Os estudos sempre estiveram em primeiro lugar. “A diversão para ele era um aspecto secundário: primeiro estavam as obrigações. Não desfrutou da sua juventude da mesma forma que eu”, diz João Catarino. Chegava a chorar quando não conseguia ser o melhor da turma. Não lhe são conhecidas namoradas antes daquela que viria a tornar-se sua mulher.

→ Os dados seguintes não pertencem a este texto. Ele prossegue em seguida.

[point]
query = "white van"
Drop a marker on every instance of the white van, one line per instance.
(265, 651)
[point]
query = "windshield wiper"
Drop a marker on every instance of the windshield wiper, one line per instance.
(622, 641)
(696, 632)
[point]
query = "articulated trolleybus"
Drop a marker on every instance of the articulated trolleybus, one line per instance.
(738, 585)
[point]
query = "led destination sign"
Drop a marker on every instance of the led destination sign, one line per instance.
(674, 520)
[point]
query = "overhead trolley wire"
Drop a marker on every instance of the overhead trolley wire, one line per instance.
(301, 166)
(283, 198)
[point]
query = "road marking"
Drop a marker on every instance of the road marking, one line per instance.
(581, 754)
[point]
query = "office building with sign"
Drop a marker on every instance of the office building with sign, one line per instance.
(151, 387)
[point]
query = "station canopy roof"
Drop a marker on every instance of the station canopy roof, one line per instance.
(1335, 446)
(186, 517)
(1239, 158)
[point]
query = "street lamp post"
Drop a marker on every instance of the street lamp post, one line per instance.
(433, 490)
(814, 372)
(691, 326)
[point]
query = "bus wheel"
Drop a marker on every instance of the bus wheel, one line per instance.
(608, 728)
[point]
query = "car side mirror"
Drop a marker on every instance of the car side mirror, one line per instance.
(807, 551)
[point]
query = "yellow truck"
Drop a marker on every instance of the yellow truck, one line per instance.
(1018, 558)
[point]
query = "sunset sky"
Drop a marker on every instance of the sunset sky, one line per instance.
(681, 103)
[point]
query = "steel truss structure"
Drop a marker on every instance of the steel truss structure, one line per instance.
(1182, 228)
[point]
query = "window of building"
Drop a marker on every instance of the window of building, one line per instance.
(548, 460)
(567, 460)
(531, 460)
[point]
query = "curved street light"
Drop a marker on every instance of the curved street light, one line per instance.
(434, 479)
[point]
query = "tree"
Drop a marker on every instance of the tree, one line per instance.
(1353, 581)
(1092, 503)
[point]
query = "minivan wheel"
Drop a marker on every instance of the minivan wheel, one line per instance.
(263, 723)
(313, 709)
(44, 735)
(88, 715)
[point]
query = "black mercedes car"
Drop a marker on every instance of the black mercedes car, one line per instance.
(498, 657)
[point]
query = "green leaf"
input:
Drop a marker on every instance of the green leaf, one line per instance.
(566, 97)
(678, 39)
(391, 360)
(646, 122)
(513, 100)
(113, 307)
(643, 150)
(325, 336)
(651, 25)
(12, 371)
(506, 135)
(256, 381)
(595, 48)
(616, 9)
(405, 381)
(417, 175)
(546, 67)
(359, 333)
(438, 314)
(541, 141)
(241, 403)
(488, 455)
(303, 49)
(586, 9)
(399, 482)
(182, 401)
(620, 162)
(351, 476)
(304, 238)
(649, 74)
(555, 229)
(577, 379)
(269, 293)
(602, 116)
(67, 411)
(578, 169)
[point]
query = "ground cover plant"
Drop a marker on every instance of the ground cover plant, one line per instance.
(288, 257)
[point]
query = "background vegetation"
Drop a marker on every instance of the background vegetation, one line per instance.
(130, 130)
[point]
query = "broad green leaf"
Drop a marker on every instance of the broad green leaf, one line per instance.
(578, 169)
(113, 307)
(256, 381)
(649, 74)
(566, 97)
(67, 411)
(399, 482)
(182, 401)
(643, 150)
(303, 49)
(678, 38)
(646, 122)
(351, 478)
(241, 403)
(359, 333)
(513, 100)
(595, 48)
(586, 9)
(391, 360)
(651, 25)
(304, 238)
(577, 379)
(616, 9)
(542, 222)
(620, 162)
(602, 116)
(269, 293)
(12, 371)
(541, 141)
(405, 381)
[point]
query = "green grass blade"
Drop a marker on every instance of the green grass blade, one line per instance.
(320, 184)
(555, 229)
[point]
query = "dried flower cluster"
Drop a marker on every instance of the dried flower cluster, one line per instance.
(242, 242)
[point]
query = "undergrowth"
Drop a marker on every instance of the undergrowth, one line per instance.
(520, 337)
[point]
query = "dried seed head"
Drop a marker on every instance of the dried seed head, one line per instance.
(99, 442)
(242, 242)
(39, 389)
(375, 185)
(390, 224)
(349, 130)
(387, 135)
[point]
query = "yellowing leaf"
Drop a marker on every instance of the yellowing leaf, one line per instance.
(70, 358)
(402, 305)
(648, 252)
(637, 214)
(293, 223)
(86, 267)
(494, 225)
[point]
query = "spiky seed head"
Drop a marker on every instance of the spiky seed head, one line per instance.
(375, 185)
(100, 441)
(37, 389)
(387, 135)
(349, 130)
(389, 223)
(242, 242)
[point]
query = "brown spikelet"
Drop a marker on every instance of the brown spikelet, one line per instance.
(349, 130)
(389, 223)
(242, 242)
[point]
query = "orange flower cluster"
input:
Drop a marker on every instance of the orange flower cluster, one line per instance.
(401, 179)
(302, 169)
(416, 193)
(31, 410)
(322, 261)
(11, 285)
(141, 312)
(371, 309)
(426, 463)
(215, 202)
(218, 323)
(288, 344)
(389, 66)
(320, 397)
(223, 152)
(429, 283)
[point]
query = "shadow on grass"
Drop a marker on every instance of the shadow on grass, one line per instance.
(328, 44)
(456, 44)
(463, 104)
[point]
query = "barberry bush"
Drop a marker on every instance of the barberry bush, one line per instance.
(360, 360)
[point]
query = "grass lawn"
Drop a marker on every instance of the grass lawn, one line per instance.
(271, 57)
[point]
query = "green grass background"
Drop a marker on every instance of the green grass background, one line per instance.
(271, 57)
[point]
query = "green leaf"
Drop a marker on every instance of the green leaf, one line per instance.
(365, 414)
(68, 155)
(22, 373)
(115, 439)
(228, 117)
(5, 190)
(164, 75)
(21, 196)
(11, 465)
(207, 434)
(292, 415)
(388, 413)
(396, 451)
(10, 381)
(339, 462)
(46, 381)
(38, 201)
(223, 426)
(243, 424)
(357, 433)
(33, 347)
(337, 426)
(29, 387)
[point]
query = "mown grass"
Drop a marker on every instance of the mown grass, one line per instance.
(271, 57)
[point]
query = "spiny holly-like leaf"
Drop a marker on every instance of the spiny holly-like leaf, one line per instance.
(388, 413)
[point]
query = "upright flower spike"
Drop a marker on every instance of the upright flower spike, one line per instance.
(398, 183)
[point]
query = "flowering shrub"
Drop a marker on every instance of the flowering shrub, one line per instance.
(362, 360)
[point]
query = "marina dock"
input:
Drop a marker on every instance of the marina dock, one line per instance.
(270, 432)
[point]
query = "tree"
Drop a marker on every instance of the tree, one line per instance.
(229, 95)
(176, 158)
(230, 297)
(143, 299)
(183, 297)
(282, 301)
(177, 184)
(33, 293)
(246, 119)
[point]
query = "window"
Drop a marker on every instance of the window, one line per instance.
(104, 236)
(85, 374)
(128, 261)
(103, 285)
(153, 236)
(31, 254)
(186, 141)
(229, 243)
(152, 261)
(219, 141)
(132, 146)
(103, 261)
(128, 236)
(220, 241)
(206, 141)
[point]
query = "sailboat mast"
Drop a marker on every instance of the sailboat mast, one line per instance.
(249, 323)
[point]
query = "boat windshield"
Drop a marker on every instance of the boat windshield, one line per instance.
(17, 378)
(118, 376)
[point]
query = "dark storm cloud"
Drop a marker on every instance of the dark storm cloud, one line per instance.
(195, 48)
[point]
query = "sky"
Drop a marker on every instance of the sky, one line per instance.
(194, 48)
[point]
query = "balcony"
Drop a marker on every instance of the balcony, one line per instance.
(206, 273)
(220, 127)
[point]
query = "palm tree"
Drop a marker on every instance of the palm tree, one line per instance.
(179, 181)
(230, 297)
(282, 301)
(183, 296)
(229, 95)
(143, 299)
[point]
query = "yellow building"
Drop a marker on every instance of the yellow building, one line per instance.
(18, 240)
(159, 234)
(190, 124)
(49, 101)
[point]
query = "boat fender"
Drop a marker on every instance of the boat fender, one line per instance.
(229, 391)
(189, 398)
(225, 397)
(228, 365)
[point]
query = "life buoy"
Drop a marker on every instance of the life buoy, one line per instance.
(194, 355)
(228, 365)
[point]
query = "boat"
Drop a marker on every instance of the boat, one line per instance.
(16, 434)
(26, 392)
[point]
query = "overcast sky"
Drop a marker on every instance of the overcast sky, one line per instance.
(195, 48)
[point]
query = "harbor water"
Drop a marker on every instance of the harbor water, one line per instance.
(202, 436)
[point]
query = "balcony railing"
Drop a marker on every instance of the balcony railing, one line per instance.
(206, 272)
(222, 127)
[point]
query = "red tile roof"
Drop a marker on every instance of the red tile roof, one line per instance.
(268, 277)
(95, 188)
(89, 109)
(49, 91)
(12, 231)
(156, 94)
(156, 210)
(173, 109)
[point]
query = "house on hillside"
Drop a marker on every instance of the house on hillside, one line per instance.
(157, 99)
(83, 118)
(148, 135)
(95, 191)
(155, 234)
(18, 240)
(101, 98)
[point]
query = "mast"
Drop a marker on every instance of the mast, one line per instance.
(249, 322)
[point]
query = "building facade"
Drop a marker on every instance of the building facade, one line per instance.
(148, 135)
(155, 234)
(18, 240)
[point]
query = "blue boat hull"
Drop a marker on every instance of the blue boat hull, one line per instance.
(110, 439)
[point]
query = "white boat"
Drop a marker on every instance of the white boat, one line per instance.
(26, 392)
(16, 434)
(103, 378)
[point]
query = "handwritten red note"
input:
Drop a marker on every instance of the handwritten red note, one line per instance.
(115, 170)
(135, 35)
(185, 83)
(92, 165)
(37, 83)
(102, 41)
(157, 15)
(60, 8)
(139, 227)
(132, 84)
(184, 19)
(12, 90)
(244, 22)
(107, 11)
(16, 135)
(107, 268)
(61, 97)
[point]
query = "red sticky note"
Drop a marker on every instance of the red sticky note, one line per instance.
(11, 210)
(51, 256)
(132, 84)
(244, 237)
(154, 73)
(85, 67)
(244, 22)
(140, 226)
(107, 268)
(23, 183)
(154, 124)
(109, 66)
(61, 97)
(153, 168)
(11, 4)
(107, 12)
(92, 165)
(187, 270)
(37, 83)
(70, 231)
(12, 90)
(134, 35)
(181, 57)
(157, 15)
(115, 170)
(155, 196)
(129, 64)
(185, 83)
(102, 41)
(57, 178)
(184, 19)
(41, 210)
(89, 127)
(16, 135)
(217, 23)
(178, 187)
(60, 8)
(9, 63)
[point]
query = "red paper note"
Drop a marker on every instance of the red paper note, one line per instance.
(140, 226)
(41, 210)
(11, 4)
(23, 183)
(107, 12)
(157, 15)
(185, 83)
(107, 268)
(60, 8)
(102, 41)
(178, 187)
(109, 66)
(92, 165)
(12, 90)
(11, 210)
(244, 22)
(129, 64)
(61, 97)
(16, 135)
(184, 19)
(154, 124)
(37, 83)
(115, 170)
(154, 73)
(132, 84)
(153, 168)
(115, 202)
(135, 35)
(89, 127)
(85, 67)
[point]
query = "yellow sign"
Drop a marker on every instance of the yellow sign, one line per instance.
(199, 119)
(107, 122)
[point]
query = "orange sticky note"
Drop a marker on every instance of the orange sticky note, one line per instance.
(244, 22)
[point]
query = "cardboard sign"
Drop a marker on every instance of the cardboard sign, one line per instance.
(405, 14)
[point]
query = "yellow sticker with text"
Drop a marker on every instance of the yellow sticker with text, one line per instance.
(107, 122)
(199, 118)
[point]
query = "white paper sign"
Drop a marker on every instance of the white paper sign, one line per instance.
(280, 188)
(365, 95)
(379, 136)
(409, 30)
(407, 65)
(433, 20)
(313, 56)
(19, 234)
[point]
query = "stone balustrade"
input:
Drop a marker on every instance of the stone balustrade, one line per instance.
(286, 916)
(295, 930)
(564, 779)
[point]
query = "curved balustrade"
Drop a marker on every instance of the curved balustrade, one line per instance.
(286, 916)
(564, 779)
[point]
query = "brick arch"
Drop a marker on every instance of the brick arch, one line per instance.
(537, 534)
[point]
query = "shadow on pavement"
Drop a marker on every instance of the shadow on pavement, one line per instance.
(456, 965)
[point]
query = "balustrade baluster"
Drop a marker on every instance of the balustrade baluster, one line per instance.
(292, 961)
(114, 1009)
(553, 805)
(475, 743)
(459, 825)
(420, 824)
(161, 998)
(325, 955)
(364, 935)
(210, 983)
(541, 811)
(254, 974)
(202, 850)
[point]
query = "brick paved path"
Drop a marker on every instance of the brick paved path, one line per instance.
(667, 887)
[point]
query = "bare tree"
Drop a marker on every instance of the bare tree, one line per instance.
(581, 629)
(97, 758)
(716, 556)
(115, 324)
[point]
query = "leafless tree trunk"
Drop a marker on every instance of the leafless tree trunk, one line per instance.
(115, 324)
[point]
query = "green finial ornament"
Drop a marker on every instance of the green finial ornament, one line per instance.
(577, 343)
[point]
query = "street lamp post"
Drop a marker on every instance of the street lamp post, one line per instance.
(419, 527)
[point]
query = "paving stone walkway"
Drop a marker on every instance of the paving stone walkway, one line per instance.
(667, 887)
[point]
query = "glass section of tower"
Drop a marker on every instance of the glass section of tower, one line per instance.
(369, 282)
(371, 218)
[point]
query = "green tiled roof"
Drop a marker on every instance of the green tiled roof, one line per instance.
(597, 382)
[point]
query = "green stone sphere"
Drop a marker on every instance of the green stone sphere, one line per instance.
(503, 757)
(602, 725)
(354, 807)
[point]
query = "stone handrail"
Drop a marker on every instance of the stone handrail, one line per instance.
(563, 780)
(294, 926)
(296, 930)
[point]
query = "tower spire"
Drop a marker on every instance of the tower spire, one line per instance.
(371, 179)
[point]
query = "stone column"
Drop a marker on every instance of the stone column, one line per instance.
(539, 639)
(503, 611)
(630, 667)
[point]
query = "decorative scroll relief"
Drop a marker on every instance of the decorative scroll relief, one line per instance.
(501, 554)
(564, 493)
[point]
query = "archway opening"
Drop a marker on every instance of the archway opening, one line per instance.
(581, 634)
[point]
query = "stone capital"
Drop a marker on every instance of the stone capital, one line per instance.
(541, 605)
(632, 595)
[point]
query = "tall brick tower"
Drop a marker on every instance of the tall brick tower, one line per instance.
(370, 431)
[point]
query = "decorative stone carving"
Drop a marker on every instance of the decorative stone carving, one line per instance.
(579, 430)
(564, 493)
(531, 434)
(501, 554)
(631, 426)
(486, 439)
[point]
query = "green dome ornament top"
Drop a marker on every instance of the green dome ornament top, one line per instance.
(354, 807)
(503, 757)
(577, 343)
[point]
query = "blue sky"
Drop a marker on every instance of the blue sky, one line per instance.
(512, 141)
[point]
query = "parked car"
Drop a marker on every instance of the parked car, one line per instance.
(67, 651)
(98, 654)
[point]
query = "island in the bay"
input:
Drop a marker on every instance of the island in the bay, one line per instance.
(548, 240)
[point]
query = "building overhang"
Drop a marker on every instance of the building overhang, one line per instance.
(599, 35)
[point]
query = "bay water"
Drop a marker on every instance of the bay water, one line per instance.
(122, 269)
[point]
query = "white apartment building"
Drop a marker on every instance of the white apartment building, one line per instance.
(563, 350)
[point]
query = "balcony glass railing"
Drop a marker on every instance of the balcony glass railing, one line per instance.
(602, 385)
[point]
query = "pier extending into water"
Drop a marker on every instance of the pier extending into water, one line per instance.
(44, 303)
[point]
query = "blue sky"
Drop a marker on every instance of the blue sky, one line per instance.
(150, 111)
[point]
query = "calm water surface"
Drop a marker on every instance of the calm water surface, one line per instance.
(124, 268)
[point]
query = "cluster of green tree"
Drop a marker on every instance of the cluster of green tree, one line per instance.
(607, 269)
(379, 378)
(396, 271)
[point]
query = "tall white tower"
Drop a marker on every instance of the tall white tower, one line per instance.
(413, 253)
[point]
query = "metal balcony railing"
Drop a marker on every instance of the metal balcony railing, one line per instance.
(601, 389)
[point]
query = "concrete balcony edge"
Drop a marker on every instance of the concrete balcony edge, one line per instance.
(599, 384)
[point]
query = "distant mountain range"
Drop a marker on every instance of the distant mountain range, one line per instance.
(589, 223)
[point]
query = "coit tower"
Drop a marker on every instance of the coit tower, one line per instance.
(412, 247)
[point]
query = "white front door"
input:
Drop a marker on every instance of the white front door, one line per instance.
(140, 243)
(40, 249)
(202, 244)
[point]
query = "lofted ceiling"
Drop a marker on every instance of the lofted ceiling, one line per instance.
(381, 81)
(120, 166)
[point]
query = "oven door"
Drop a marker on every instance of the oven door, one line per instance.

As boas notas que foi tendo nas avaliações de que foi sendo alvo durante a sua carreira só têm sido ensombradas por um detalhe: ainda prefere escrever à mão. Conta um amigo que o juiz vira a ironia contra si próprio observando que um dia destes ainda têm de lhe antecipar a reforma por ser infoexcluído. 

Interpelado pelos que o rodeiam nos últimos dias sobre se não terá ido demasiado longe, repete invariavelmente o mesmo: “Tenho a consciência tranquila. Cumpri o meu papel. Fiz o que tinha de fazer.”

“Se tivesse de prender um dos filhos, havia de lhe custar muito, mas prendia-o”, diz um dos amigos mais chegados. Justiceiro? “Não. Não o move nenhuma ideia de vingança”, assegura. Não é propriamente isso que pensa Daniel Proença de Carvalho. Talvez por neste recente caso não ser o advogado de José Sócrates, como aconteceu tantas vezes no passado, não se coibiu de, depois da prisão do ex-primeiro-ministro, chamar a Carlos Alexandre “superjuiz dos tablóides”.

De baixa estatura, ainda consegue passar quase sempre despercebido em público. É singela a assinatura que deixa nos despachos: Alexandre, simplesmente. Quase ninguém lhe fica indiferente, a sua actuação tem despertado amores e ódios. Em Mação, há quem o compare à floresta que cerca a vila: “Nasceu nestes pedregais. Aqui é a terra dos pinheiros, das pessoas verticais. O prumo está aqui.”